Text file (anything else). One dimension per line, name and words separated by a colon, words by whitespace or commas. Blank lines and # comments are skipped::

# my dimensions
integrity: integrity ethic ethical honest
teamwork:  teamwork, collaboration, cooperate
innovation: innovation innovate creative

Parameters:

Name	Type	Description	Default
`source`	`str \| Path \| dict[str, list[str]]`	A dict, or a path to a `.json` or `.txt` file.	required

Returns:

Type	Description
`dict[str, list[str]]`	Mapping of dimension name to seed word list.

Raises:

Type	Description
`FileNotFoundError`	If `source` is a path that does not exist.
`ValueError`	If the JSON file is not a valid seed mapping.
`TypeError`	If `source` is `None`.

load_example_seeds¶

Retrieve a named seed dictionary that is bundled with the package. Currently ships one example: "culture_2021" (the 5-dimension, 47-word dictionary from Li, Mai, Shen, Yan 2021).

Load a named example seed dictionary shipped with the package.

The package itself is seed-agnostic. This helper is provided so users who want to reproduce a specific paper can opt in by name. The 2021 RFS paper's five-dimension culture dictionary is currently the only example.

Parameters:

Name	Type	Description	Default
`name`	`str`	Short identifier of the example. Currently: `"culture_2021"` (Li, Mai, Shen, Yan 2021, RFS).	required

Returns:

Type	Description
`dict[str, list[str]]`	A fresh `dict[str, list[str]]` copy of the example seeds.

Raises:

Type	Description
`KeyError`	If `name` is not a known example.

Example::

from lmsy_w2v_rfs import Config, load_example_seeds

seeds = load_example_seeds("culture_2021")
cfg = Config(seeds=seeds, preprocessor="none")

STOPWORDS_SRAF¶

A set of 121 generic stopwords drawn from the Loughran-McDonald Software-Readable Accounting Forms (SRAF) list.

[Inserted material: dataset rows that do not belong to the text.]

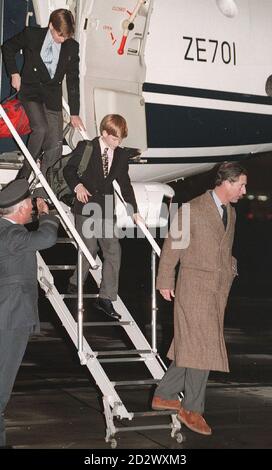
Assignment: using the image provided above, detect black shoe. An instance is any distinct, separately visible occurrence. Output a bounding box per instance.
[94,298,121,320]
[67,282,78,294]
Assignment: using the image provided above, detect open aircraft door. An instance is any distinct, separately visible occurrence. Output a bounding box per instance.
[72,0,153,150]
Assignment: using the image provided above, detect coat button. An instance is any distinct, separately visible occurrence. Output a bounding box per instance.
[33,68,37,71]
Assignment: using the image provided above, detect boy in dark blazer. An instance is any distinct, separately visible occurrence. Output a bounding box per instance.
[0,179,59,447]
[64,114,143,320]
[1,8,84,180]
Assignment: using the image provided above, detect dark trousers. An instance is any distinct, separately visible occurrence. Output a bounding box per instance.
[17,101,63,180]
[0,327,32,446]
[155,361,210,414]
[70,214,121,301]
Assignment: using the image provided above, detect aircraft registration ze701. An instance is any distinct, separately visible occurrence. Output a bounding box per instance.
[31,0,272,184]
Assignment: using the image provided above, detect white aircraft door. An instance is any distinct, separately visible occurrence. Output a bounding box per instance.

Passed to Config as stopwords=STOPWORDS_SRAF (the default).

121-token generic stopword list from Notre Dame SRAF.

download_corenlp¶

One-call helper that installs Stanford CoreNLP into the local cache directory. Requires the [corenlp] optional extra (pip install "lmsy_w2v_rfs[corenlp]").

Install Stanford CoreNLP into the local cache directory.

Imported lazily so the base install does not require stanza. Requires the [corenlp] extra.